For binary classification with labels \(Y = \{-1, 1\}\), the logistic loss is given by:

\[\ell(y, f(x)) = \log(1 + e^{-y f(x)})\]

At each boosting iteration, we need to compute the pseudo-residuals, which are the negative gradients of the loss with respect to the model’s prediction. For the \(i\)-th training example:

\[\begin{aligned} r_i &= - \frac{\partial}{\partial f(x_i)} \ell(y_i, f(x_i)) \\ &= - \frac{\partial}{\partial f(x_i)} \log(1 + e^{-y_i f(x_i)}) \\ &= y_i \cdot \frac{e^{-y_i f(x_i)}}{1 + e^{-y_i f(x_i)}} \\ &= \frac{y_i}{1 + e^{y_i f(x_i)}} \end{aligned}\]

These pseudo-residuals guide the model by indicating how each example’s prediction should be adjusted to reduce the classification loss.

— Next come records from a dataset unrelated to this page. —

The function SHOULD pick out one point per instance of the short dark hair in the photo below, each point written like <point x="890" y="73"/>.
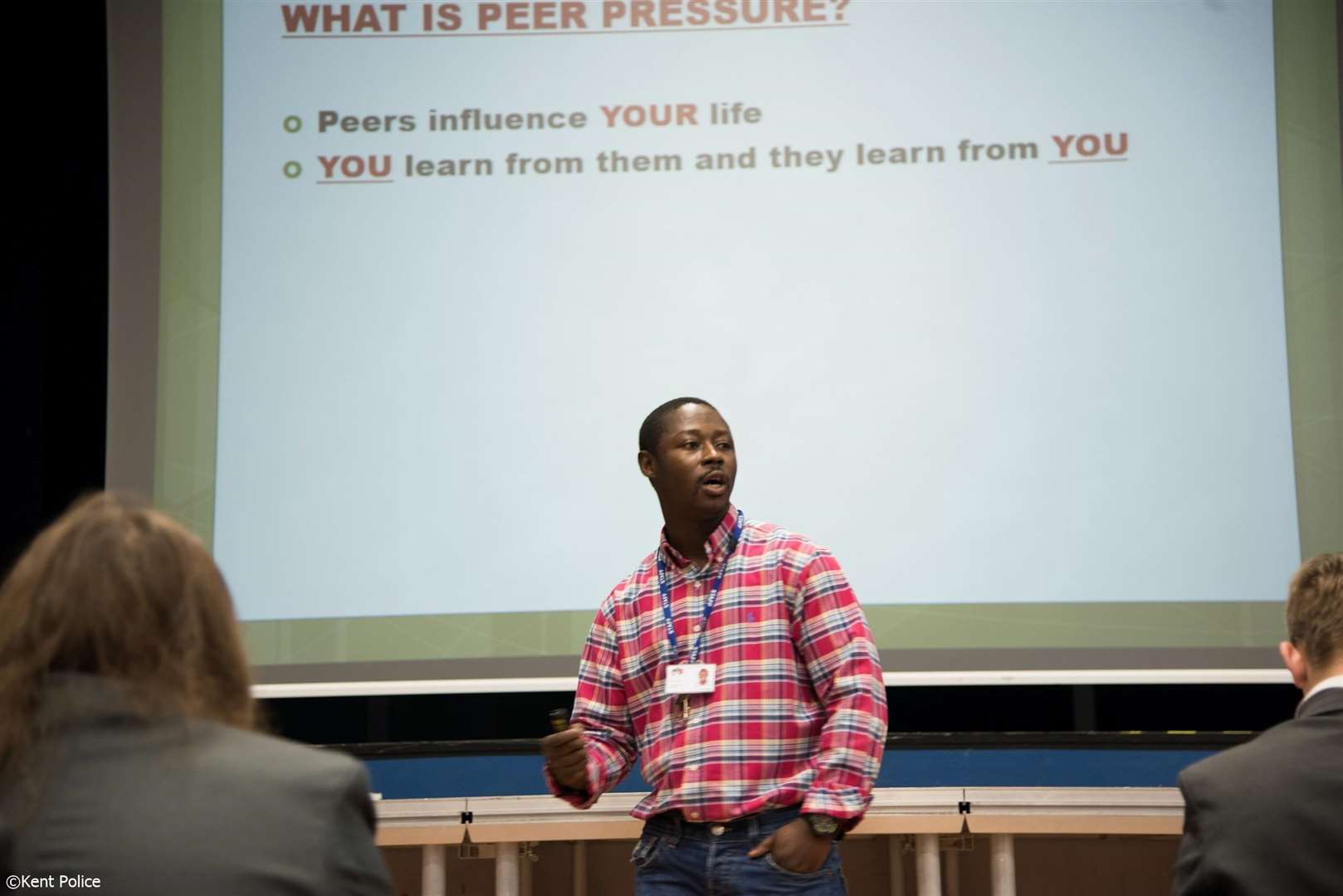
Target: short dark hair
<point x="1315" y="609"/>
<point x="654" y="425"/>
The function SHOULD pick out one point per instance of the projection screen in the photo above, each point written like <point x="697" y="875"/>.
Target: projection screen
<point x="1023" y="309"/>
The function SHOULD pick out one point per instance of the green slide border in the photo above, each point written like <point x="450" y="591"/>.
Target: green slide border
<point x="1311" y="182"/>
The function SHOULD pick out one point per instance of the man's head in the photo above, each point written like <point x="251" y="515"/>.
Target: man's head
<point x="1314" y="649"/>
<point x="686" y="453"/>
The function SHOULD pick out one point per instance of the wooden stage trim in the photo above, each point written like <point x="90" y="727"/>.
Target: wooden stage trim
<point x="895" y="811"/>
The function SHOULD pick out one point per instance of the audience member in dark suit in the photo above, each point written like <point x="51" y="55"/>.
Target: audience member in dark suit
<point x="126" y="751"/>
<point x="1267" y="817"/>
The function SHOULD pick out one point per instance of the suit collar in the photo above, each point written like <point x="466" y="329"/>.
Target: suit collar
<point x="1327" y="702"/>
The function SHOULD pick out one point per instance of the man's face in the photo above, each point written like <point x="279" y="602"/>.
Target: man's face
<point x="695" y="464"/>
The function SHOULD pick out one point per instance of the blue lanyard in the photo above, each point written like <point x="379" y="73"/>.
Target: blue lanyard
<point x="665" y="589"/>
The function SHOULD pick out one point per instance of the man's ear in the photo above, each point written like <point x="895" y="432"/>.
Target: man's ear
<point x="1295" y="663"/>
<point x="647" y="465"/>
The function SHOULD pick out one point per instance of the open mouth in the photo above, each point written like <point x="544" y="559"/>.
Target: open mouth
<point x="715" y="483"/>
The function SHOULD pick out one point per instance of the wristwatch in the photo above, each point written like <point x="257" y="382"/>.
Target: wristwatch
<point x="825" y="826"/>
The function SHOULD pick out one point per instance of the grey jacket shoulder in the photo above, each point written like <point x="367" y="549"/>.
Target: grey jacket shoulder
<point x="1262" y="817"/>
<point x="195" y="806"/>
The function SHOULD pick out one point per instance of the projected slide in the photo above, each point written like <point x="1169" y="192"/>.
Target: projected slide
<point x="990" y="295"/>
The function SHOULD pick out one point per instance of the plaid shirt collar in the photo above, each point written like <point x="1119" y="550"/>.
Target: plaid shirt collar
<point x="715" y="547"/>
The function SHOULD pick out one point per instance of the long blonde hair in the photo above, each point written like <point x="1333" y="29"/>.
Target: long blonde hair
<point x="119" y="590"/>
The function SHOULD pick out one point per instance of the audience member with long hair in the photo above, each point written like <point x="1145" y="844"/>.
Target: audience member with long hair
<point x="128" y="750"/>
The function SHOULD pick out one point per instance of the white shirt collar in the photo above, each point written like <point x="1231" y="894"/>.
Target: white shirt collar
<point x="1332" y="681"/>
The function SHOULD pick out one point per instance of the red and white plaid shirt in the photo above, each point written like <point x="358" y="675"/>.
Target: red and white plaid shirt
<point x="799" y="709"/>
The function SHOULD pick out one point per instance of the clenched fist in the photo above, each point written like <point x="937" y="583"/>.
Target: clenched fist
<point x="567" y="758"/>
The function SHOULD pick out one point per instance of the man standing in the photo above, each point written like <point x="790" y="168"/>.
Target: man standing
<point x="1267" y="817"/>
<point x="736" y="664"/>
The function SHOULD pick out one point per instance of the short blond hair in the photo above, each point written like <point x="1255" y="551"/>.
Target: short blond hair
<point x="1315" y="609"/>
<point x="115" y="589"/>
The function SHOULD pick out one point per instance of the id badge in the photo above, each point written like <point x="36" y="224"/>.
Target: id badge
<point x="689" y="677"/>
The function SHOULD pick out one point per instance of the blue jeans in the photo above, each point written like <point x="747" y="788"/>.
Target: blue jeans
<point x="681" y="859"/>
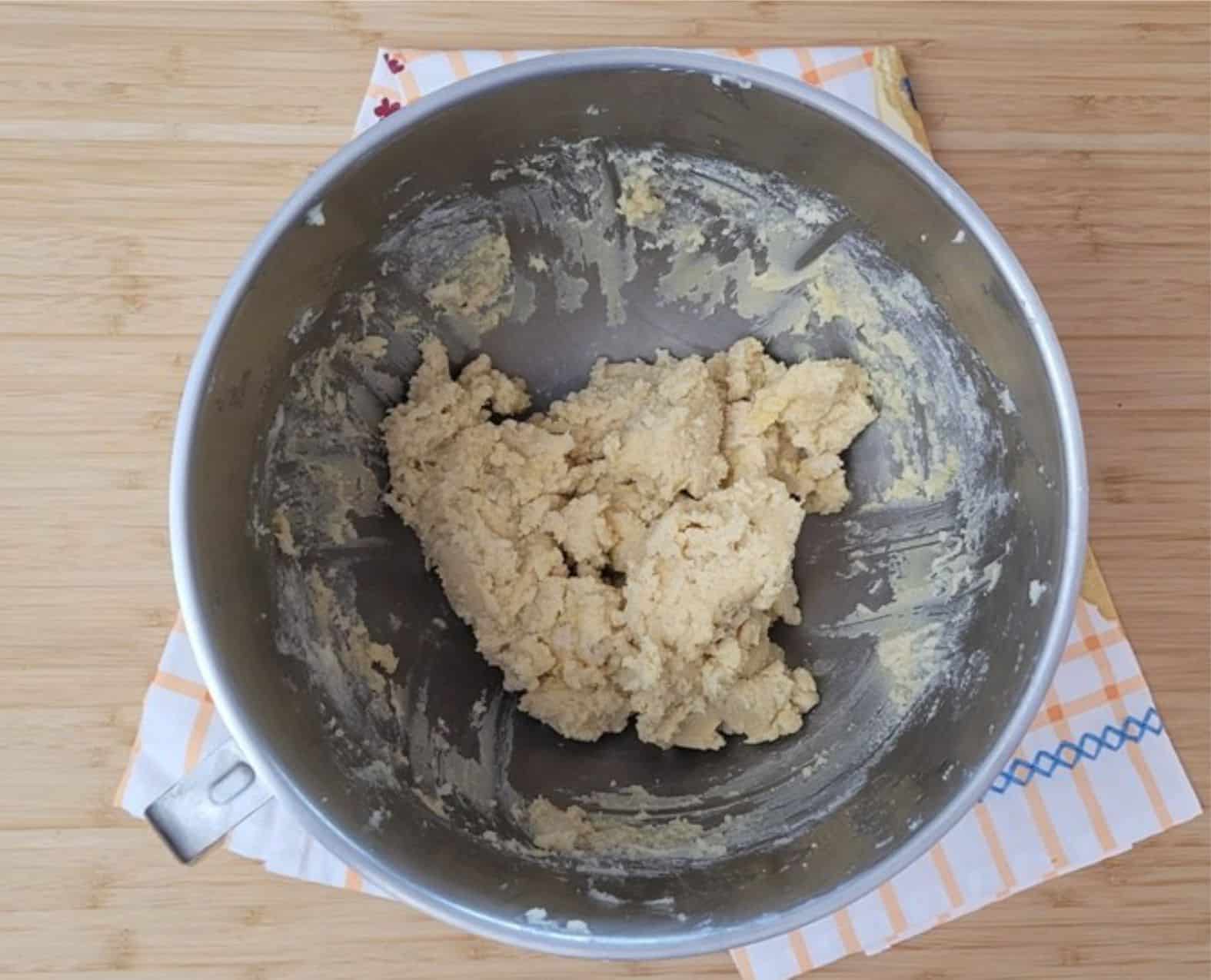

Step Direction and Boosting Update

Once we compute the pseudo-residuals \(r_i\), the next base learner \(h_m \in \mathcal{H}\) is fit to match them in a least squares sense:

\[h_m = \arg\min_{h \in \mathcal{H}} \sum_{i=1}^n \left( \frac{y_i}{1 + e^{y_i f_{m-1}(x_i)}} - h(x_i) \right)^2\]

The model is then updated as:

\[f_m(x) = f_{m-1}(x) + \nu h_m(x)\]

where \(\nu \in (0, 1]\) is the learning rate or shrinkage parameter and \(f_{m-1}(x)\) is prediction after \(m−1\) rounds.

Gradient Tree Boosting

A particularly effective version of gradient boosting uses regression trees as base learners. The hypothesis space is:

\[\mathcal{H} = \{ \text{regression trees with } S \text{ terminal nodes} \}\]
  • \(S = 2\) corresponds to decision stumps, a very simple weak learner that makes a prediction based on a single feature threshold.
  • Larger values of \(S\) allow more expressive trees, capable of capturing more complex interactions among features.
  • Common choices for tree size: \(4 \leq S \leq 8\)

Gradient Tree Boosting combines the predictive power of decision trees with the optimization capabilities of functional gradient descent. Each tree fits the pseudo-residuals (i.e., the gradient of the loss), and the overall model evolves by sequentially adding these trees with appropriate scaling (via step size or shrinkage).

This approach is widely known as Gradient Tree Boosting and is implemented in various software packages:

  • R: gbm
  • scikit-learn: GradientBoostingClassifier, GradientBoostingRegressor
  • XGBoost, LightGBM: state-of-the-art libraries for scalable, high-performance boosting
Visual Example;

As a simple regression example, we can use an ensemble of decision stumps to fit a noisy version of the sinc function using squared loss. Even shallow learners (depth-1 trees) become powerful when combined via boosting. Here’s what the model looks like after different boosting rounds:

Decision stumps with 1,10,50, and 100 steps

The shrinkage parameter \(\lambda = 1\) is used in this example to simplify learning, though smaller values are typically preferred in practice to prevent overfitting.


Conclusion

With all the pieces in place, we can summarize what’s needed to implement Gradient Boosting (also known as AnyBoost):

  • A differentiable loss function: e.g., squared loss for regression, logistic loss for classification
  • A base hypothesis space: e.g., regression trees of fixed depth
  • A gradient descent procedure in function space
  • Hyperparameters: step size \(\nu\), number of boosting rounds \(M\), tree size \(S\)

This general and flexible framework can adapt to a wide variety of tasks, making Gradient Boosting one of the most versatile and powerful tools in modern machine learning.